Historiñas de uma pandemia — parte 8974 de 1835091

Um estrondo no metrô e quase vomito o coração pela boca.

Já se vão 17 anos desde o hecatômbico atentado terrorista ao metrô de Madri, em 2004, quando 191 pessoas morreram, e quase quatro desde o último incidente em Barcelona, quando um jovem dirigindo uma van atropelou dezenas de pessoas numa das avenidas mais movimentadas do centro turístico, matando 14 pessoas.

Por muito tempo, lembro, evitei a Rambla, onde aconteceu o incidente, e aglomerações.

Mas é sexta-feira de abril de 2021, e o vagão da linha vermelha tá cheio de gente. Mascarada. E silenciosa. Desde a pandemia, o espanhol passou a baixar o volume em espaços públicos, conversar menos, ser mais discreto. Milagre.

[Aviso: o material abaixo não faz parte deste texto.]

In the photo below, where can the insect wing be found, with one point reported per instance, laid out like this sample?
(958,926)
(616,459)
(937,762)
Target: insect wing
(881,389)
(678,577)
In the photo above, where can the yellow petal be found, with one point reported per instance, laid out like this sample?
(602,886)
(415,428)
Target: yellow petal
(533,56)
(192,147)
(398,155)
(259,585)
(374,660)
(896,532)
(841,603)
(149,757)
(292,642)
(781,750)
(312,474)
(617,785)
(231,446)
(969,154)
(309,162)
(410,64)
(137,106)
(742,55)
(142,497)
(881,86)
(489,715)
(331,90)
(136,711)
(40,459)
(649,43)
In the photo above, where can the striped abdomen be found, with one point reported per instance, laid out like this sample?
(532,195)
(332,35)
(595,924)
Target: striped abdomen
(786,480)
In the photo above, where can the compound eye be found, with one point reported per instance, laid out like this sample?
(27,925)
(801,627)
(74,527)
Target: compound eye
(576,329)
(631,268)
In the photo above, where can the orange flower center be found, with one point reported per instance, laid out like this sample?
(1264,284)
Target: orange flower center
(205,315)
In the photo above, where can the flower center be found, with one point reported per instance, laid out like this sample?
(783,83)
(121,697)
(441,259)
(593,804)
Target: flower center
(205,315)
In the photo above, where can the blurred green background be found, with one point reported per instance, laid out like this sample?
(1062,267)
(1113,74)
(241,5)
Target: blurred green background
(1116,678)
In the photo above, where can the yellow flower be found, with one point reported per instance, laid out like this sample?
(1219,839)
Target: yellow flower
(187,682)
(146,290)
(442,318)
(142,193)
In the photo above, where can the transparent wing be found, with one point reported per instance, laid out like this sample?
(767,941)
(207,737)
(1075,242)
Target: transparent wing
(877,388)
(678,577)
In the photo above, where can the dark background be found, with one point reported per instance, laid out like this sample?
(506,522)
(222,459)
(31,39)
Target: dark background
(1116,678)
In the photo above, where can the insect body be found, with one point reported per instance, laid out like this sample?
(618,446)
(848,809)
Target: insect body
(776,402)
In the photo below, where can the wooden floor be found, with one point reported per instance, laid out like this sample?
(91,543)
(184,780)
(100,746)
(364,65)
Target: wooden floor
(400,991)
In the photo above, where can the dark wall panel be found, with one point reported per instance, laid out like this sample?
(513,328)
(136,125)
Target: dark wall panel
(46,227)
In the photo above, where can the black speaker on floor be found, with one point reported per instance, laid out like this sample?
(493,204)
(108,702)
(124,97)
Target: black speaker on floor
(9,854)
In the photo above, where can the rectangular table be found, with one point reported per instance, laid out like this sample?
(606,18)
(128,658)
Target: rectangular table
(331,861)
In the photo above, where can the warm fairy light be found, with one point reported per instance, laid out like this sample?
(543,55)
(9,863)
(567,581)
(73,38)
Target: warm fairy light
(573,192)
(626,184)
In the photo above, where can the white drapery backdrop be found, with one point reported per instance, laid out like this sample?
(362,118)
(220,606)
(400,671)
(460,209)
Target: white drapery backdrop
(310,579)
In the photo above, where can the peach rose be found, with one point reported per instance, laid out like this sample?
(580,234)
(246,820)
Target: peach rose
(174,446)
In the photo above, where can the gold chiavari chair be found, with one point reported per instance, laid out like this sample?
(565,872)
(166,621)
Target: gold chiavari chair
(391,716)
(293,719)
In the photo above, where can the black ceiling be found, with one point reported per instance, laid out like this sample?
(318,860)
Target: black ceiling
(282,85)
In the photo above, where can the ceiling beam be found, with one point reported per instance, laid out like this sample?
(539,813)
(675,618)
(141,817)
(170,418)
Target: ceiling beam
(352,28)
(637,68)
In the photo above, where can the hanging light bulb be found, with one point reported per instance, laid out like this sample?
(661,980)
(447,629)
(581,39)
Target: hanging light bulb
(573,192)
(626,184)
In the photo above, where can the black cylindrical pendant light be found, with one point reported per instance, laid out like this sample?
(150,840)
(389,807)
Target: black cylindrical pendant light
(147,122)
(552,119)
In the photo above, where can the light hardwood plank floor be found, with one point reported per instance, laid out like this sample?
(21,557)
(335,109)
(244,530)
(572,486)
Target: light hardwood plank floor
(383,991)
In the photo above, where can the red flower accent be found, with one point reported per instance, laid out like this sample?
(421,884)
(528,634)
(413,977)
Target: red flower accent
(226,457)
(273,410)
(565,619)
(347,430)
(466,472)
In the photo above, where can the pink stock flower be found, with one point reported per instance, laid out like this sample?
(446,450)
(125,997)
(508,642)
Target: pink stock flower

Me pergunto se sou a única cujo corazón se sobressaltou, pensando em bombas e é-agoras.

Entre os corpos flutuantes do vagão, diviso um cara com uma guitarra. Mais um busker (músico ambulante, em macro-jê) no metrô de Barcelona. Estão voltando à tona, junto com as andorinhas de primavera, que costumam chegar em Barcelona em abril. O kabum/estalo veio do amplificador meio ferrado, meio fudido. Eu simpatizo.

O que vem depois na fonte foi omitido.